I finally got around to wiring up the USB PowerControl NE. I cut a spare USB cable, and soldered 5vdc (red & black wires) to LIPOBATIN (+) and GND (-). So to enable the PowerControl, I use a USB wall wart to apply power across LIPOBATIN and GND. I verified that I'm getting 5vdc to LIPOBATIN with my multimeter.
For context: I'm using it to help reset my powered USB Hub, which won't reset upon removing power only, as it still gets power over the USB input. I tried a few different powered USB hubs, and can't find one that does not revert to self-powered mode when the external power is removed. So resetting it is a pain, as I have to crawl under my desk and remove the USB input, instead of just using a footswitch which disconnects the external power, as desired.
So I plan to use my footswitch to both kill the power to the hub's wall wart, and also the LIPOBATIN wall wart simultaneously, to completely shut off power to the hub.
However, I'm not getting a successful data & power connection to the hub when power is applied to LIPOBATIN.
I may have messed up when I zip tied the LIPOBATIN/GND USB cable to the PowerControl. I later noticed that a bit of the trimmed USB cable's shield was making contact with a couple of pins of one of the 5 pin ICs on the board (the attached pic is after I redid it with electrical tape to avoid the problem).
There was no smoke or anything and the Device Power led is still lighting up, but I'm not sure if I damaged the PowerControl or not.
By the way, the Device Power led is on all the time (whenever the USB input line to the PowerControl is connected). It doesn't matter if the 5vdc is applied or not. I'm not sure if this is expected or not.
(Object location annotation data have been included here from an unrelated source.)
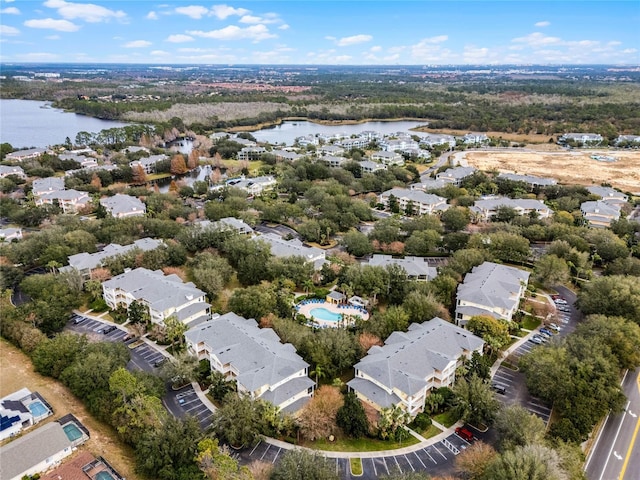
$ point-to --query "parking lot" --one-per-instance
(434, 459)
(186, 402)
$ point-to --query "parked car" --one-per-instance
(499, 388)
(464, 434)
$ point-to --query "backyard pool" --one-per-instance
(321, 313)
(38, 409)
(72, 431)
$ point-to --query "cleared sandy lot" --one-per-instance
(569, 167)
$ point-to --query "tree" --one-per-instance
(178, 165)
(169, 451)
(357, 243)
(217, 463)
(531, 462)
(517, 427)
(474, 401)
(351, 417)
(551, 270)
(616, 296)
(238, 422)
(318, 417)
(455, 219)
(298, 464)
(472, 462)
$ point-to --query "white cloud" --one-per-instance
(52, 24)
(7, 31)
(179, 38)
(194, 11)
(137, 44)
(232, 32)
(224, 11)
(85, 11)
(353, 40)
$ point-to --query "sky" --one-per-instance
(376, 32)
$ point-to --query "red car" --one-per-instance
(464, 434)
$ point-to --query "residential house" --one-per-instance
(609, 195)
(148, 164)
(387, 158)
(416, 268)
(490, 289)
(530, 180)
(39, 450)
(456, 175)
(293, 248)
(6, 170)
(251, 153)
(581, 139)
(333, 162)
(431, 140)
(21, 155)
(20, 410)
(423, 203)
(600, 214)
(410, 364)
(85, 263)
(630, 140)
(485, 209)
(333, 150)
(368, 166)
(71, 201)
(9, 234)
(42, 186)
(253, 186)
(231, 224)
(163, 295)
(254, 357)
(123, 206)
(474, 138)
(284, 155)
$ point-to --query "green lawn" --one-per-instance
(447, 418)
(359, 444)
(356, 466)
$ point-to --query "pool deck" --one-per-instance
(305, 309)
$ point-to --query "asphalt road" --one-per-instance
(616, 451)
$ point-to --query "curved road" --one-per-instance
(615, 454)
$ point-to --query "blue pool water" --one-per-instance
(72, 431)
(324, 314)
(37, 409)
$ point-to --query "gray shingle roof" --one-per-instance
(256, 353)
(408, 359)
(160, 291)
(27, 451)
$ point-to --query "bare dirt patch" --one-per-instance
(16, 372)
(568, 167)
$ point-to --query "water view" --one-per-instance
(288, 131)
(30, 123)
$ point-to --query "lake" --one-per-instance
(30, 123)
(288, 131)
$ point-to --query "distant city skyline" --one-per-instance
(321, 32)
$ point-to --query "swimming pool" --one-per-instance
(72, 431)
(38, 409)
(324, 314)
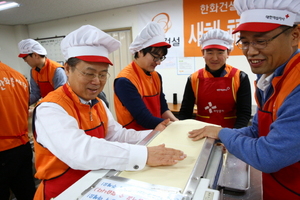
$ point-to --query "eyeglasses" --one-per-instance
(156, 59)
(102, 77)
(259, 44)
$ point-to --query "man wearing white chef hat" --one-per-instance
(45, 75)
(139, 99)
(74, 130)
(219, 85)
(269, 38)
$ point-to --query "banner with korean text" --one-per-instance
(201, 16)
(169, 15)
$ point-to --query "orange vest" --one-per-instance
(44, 78)
(48, 166)
(221, 112)
(14, 97)
(146, 86)
(279, 185)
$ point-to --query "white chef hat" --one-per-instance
(151, 35)
(266, 15)
(216, 38)
(90, 44)
(29, 46)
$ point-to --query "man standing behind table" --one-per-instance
(139, 99)
(269, 37)
(46, 75)
(15, 149)
(221, 92)
(85, 136)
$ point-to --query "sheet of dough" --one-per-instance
(174, 136)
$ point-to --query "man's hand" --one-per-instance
(160, 155)
(207, 131)
(162, 125)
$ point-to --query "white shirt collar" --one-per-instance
(264, 82)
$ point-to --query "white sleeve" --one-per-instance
(59, 133)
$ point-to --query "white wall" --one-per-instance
(106, 20)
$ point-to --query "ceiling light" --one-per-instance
(7, 5)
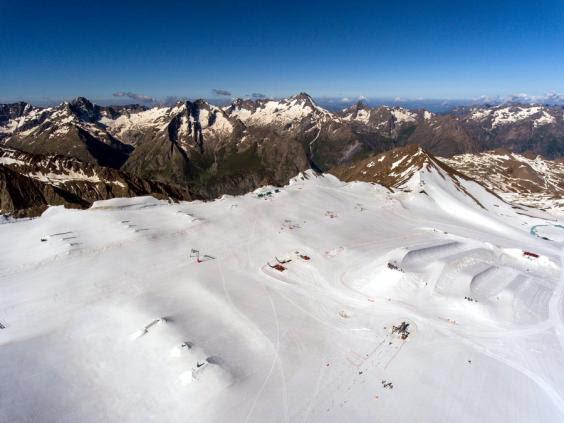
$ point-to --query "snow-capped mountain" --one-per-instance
(320, 301)
(29, 183)
(234, 149)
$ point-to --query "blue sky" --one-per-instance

I'm wondering if I'm using the PowerControl correctly or not? If it sounds correct, then perhaps I fried the board? Are there some recommended tests to diagnose it?
If I did toast the board, no worries. I'll just buy another one as they are inexpensive.
Last Edit: Jun 14, 2020 10:51:28 GMT -8 by meerkat
Doc, my bad. I had the USB input & output reversed
Upon correcting that, it's working perfectly! (note to self - need to RTFM more carefully next time)
It's a really nice product! No more crawling under my desk to reset my USB hub! Woot!
Tips for anyone out on the ol' interweb that wants to implement this USB hub reset application:
- The first USB wall wart I used had too much output filter capacitance, and it took ~5 seconds for the PowerControl NE to turn off whenever the AC supply was removed. I was starting to think about adding a bleeder resistor, but I first tried a smaller USB wall wart (Apple A1265 5W), and it now shuts off in ~1 second. Problem solved!
- If your USB hub wall wart happens to be 5vdc, you can make a Y cable to piggyback the LIPOBATIN enable/disable from that same wall wart, eliminating the extra one. I plan to do this when I have a chance, as my Tripp Lite U222-007-R hub does indeed run off of 5vdc. The USB hub itself should bleed down the voltage fast enough to avoid any excessive PowerControl off delay. So the Y cable for my Tripp Lite hub will have a female 3.5mm barrel input, and male 3.5mm barrel & USB-A female outputs (latter is because I used a USB-A male terminated cable to LIPOBATIN/GND).